There’s something everyone must run into at some point. You’re happily rendering UI straightforwardly and then all the sudden for one reason or another you need to composite two layers. But you want it to look exactly (give or take some numerical precision issues) like it did before.
I’ve done this before but never in a fully satisfactory way. This time I decided I wanted the perfect solution. I decided to write this out while I work through it.
When compositing layers, the first problem you run into is that the alpha values in the top layer are nonsense. Well, what should they even be, anyway? The alpha values are meaningless until you need to composite that layer. You probably have no control over those values. They might be all 0, or all 1. They might be a complete mess.
Let’s say I have layer TOP and BOT and BOT just contains a wallpaper. I clear TOP to 0,0,0,0 and then draw an opaque triangle texture on it. Now to composite I draw TOP normally, as long as I replicate the triangle’s alpha values into TOP.
Suppose I scale the triangle a bit so it’s linear filtered. Now what we will run into is texels (perhaps 1,1,1,0) from outside the triangle texture getting incorporated into the filtering. You have to use premultiplied alpha to fix that (a 1,1,1,0 pixel will be come 0,0,0,0 after multiplying rgb *= a). This is well-known. I just wanted to get it out of the way and make you visualize the fuzzy-edged alpha values that will get produced by this. If we had a white triangle, we may end up with (0.5,0.5,0.5,0.5) at the edge (with premultiplied alpha, that’s a half-transparent full-white).
When this is drawn normally onto BOT, everything still works normally.
Now, let’s draw a big red semitransparent box over all that. Let’s do it at alpha=0.1 … now what should the alpha values be where the semitransparent box overlays the fuzzy edges in the triangle? We have 0.5 alpha clashing with 0.1 alpha. Do you want to to multiply them? That’s wrong… it suggests we now have an alpha of 0.05 which is basically invisible. The art on TOP should have produced higher alpha values. Do you want to add them? You’ll exceed 1.0 at some point. Addition/subtraction isn’t logical and it won’t work.

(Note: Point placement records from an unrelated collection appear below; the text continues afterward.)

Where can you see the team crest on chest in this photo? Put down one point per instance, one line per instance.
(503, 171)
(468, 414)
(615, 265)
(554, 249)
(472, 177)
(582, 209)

There’s not a lot you can do with the ROP (blending) units on the GPU so you may be tempted to go to the shader. But there’s no such thing as a free lunch… you can’t just do what amounts to blending on the shader without losing something, and it turns out that’s performance. GPUs just aren’t meant to do this. Maybe you know a way to do it with a cutting edge GPU and API, but: I doubt it, and there’s still no way it’s as fast as if you used the very old GPU programming models that were designed to be efficient from the outset. And anyway you still have to figure out the math!
In theory, if we weren’t compositing, after drawing the triangle edges we would have something like this:
WALLPAPER * 0.5 + TRIANGLE * 0.5
and after drawing the box we would have
(WALLPAPER * 0.5 + TRIANGLE * 0.5) * 0.9 + BOX * 0.1
-> WALLPAPER * 0.45 + TRIANGLE * 0.45 + BOX * 0.1
We note that the wallpaper represents the BOT layer and so when we composite (using only the information created while rendering TOP) we need to end up with a TOP alpha of 0.55 in order to blend the layers correctly. So somehow we need to end up with an 0.55. In particular we needed to get:
0.55 = 1.0 - 0.5 * (1-0.1)
dest_alpha = 1.0 - dest_alpha * (1-src_alpha)
So now we have to figure out how to produce that with normal GPU resources. Right off the bat, we have the ROP blending capabilities problem. While we could multiply DST and ONE_MINUS_SRC, there’s no way to get the extra 1.0- in there. Maybe we can do some algebra to help?
dest_alpha = (1.0 - dest_alpha) + (dest_alpha * src_alpha)
This isn’t helping, there’s just no way to deal with the 1.0-. Even though we have ONE_MINUS_DST_ALPHA, we can’t use it without multiplying it with SRC_ALPHA or DST_ALPHA which we don’t want (that’s simply how the blenders work.)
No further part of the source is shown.